Sa pensée joua un moment avec les complexités de cette vie que l’on mène dans les grandes cités – les cités de l’automne –, là où règnent un ordre du désordre, une justice insensée, une froide désunion, qui permettent à un individu d’être tranquillement assis devant sa cheminée tandis qu’à un jet de pierre un autre homme est ignoblement assassiné. Une ville, se disait-il, est semblable à un univers, chaque pâté de maisons est une constellation tournoyante, chaque foyer une comète, ou un astre mort. La vie chaude et grégaire, la fumée, les prières, les clameurs, les processions, tout ce fameux spectacle de l’existence gravitait sur l’axe de la terreur. Si un homme pouvait aimer son prochain, il avait une chance de se respecter lui-même ; s’il avait la foi, il pouvait espérer atteindre la sérénité ; mais comment, comment serait-ce possible dans un univers de brique, dans cet asile où étaient parqués les égoïstes, dans cette atmosphère de tumulte, de conflit, de terreur, de violence ? Pour l’homme des grandes cités de l’automne ne demeurait que l’image de la grande prostituée, mère des putains et autres abominations de la terre. Elles détesteront la prostituée, la rendront solitaire et nue. Elles mangeront ses chairs et la brûleront au feu. C’était la révélation destinée à ceux dont l’âme est morte. Le dernier chapitre… Le Saint Livre.
Il était tellement perdu dans ses songes que, lorsqu’il tourna soudain la tête, il faillit avoir une attaque en la voyant debout sur le seuil.
Elle était nue sous sa blouse violette. Il la tint à bout de bras et l’observa longuement, attentivement.
— Pourquoi me regardes-tu comme ça ? demanda-t-elle d’une voix entrecoupée, encore haletante.
— Je me disais qu’il y a une telle différence…
— Tu ne vas pas recommencer ?
— Non, dit-il avec calme. Je ne vais pas encore revenir là-dessus, mais… Bon, pour tout dire, Hildred, tu as quelquefois un air effrayant, littéralement effrayant. Tu peux avoir l’air pire qu’une pute, quand tu t’en donnes la peine. (Il n’avait pas le courage de demander carrément : « Où étais-tu ? », ou « Qu’as-tu fait durant tout ce temps ? »)
Elle se dirigea vers la salle de bains pour réapparaître presque aussitôt, munie d’une petite bouteille d’huile d’olive et d’une serviette-éponge. Ayant versé quelques gouttes d’huile au creux de sa main, elle entreprit de s’en barbouiller le visage. La serviette moelleuse et spongieuse absorba la crasse et la graisse incrustées dans ses pores. Elle ressemblait maintenant au chiffon sur lequel un peintre essuie ses pinceaux.
— Tu ne t’es pas inquiété pour moi ?
— Bien sûr que si.
— Bien sûr ! Quelle réponse ! Et je suis pas plus tôt arrivée que tu me dis que j’ai l’air d’une putain… pire qu’une putain.
— Tu sais bien que je ne t’ai pas traitée de putain.
— Cela revient au même.

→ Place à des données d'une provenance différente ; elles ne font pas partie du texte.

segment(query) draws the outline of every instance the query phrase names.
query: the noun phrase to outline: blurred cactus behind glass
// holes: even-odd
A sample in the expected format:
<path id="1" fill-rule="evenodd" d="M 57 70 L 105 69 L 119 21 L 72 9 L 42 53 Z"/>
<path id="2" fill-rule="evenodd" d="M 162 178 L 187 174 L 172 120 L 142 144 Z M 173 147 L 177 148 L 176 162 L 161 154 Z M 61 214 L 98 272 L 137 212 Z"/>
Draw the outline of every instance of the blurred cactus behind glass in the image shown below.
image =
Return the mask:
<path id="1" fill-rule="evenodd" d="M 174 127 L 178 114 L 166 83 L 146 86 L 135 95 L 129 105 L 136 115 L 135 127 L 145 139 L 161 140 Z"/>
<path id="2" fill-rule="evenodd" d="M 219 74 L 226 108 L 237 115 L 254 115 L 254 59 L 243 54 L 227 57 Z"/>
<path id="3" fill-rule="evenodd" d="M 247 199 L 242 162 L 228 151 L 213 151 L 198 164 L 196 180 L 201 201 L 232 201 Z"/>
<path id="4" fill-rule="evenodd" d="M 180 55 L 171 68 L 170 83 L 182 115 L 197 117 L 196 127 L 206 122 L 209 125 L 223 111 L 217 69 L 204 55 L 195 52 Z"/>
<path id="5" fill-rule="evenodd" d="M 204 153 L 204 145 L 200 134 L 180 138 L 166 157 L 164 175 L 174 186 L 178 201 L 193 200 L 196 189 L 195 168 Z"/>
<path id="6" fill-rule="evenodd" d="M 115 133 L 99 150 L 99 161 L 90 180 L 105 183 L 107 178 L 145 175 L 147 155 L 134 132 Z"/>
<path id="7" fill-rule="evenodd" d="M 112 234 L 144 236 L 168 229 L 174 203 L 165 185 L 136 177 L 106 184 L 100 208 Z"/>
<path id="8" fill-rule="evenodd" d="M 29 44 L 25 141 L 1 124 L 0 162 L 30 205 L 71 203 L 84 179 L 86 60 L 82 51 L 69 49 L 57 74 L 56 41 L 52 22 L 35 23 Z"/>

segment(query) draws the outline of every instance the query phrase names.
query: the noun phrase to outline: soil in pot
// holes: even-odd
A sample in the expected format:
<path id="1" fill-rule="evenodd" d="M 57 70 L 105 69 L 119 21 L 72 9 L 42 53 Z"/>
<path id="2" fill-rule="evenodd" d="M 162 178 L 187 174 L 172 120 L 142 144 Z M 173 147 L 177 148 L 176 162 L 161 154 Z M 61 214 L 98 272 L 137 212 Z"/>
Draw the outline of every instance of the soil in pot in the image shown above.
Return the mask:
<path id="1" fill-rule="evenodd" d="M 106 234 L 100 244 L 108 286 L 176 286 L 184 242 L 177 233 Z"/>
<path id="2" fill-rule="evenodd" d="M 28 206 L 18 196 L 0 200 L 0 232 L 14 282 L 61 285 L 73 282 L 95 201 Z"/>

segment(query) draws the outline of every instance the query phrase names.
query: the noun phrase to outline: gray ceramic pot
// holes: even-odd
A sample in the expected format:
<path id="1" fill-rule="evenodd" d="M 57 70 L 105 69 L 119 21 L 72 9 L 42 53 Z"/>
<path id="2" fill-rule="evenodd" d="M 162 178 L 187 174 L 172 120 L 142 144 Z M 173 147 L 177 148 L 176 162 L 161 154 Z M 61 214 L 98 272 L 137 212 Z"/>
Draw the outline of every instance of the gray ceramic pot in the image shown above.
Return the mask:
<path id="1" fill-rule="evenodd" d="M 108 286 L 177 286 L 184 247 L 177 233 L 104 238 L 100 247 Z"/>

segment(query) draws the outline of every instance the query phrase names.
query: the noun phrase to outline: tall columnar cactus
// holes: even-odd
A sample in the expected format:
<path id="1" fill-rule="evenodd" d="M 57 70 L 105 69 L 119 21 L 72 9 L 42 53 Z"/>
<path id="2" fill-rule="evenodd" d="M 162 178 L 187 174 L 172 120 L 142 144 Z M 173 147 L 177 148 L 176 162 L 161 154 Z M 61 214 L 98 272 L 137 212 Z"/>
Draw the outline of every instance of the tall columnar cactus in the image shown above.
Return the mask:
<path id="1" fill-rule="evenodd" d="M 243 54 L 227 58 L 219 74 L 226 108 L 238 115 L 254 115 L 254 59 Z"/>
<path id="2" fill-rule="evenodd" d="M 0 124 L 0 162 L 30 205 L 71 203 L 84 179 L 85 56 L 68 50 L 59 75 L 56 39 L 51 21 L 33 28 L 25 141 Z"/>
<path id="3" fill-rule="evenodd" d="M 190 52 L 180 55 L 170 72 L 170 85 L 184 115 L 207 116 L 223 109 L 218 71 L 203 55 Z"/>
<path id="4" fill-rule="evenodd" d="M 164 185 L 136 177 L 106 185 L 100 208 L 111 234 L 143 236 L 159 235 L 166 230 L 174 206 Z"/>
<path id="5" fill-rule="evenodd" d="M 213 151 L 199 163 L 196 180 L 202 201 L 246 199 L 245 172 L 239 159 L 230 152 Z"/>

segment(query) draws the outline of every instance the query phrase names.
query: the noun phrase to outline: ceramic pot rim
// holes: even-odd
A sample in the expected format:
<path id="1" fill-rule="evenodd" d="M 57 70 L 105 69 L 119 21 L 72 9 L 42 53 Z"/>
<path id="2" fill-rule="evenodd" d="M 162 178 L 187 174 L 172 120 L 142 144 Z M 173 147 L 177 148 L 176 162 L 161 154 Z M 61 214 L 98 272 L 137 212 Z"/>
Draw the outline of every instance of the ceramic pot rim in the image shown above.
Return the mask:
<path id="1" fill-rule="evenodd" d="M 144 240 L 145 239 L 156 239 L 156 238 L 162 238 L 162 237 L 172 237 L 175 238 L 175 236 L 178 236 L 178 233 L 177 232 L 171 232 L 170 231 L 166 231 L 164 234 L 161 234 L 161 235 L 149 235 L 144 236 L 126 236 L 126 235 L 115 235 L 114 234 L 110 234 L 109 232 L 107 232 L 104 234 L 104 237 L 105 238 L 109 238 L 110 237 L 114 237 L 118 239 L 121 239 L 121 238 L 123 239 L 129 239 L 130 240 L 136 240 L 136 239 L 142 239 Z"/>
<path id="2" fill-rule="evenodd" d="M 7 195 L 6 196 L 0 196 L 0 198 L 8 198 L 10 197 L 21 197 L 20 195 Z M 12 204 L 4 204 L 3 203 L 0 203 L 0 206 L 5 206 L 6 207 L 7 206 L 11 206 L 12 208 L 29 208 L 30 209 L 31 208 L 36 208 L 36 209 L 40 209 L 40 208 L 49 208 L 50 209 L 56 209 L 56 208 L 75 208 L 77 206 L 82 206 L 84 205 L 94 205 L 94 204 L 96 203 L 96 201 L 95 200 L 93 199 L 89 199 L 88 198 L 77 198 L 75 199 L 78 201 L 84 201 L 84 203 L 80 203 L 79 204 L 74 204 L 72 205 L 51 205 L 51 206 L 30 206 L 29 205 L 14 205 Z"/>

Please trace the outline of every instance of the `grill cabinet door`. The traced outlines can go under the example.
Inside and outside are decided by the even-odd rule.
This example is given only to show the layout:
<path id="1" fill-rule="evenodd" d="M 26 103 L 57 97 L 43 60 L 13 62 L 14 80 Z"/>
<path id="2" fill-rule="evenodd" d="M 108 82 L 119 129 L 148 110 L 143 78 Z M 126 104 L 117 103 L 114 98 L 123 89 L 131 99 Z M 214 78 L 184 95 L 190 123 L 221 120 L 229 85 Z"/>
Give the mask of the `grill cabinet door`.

Tu aimes bien me traiter de tous les noms. Tu n’es heureux que quand tu me critiques.
— Oh, on ne va pas commencer avec ça, dit-il d’un ton las. (Il avait envie de hurler.) La barbe, avec ces histoires ! Est-ce que tu m’aimes, c’est tout ce que je veux savoir. Est-ce que tu m’aimes ?
Mais avant même que les mots l’eussent atteinte, elle le berçait de sa voix profonde, vibrante. Elle avait la parole facile… trop facile. Au rythme de son timbre riche et sombre, de ce flot qui s’introduisait en lui, vivant comme le sang chaud qui battait dans ses veines, s’éveillaient en lui des sensations qui se confondaient avec ses paroles, brouillant le sens des mots. Sombrement embrassées, multiples et obscures, ses pensées pénétrèrent celles de Hildred et demeurèrent là, suspendues au-delà des mots, en un voile que le plus léger souffle pouvait déchirer.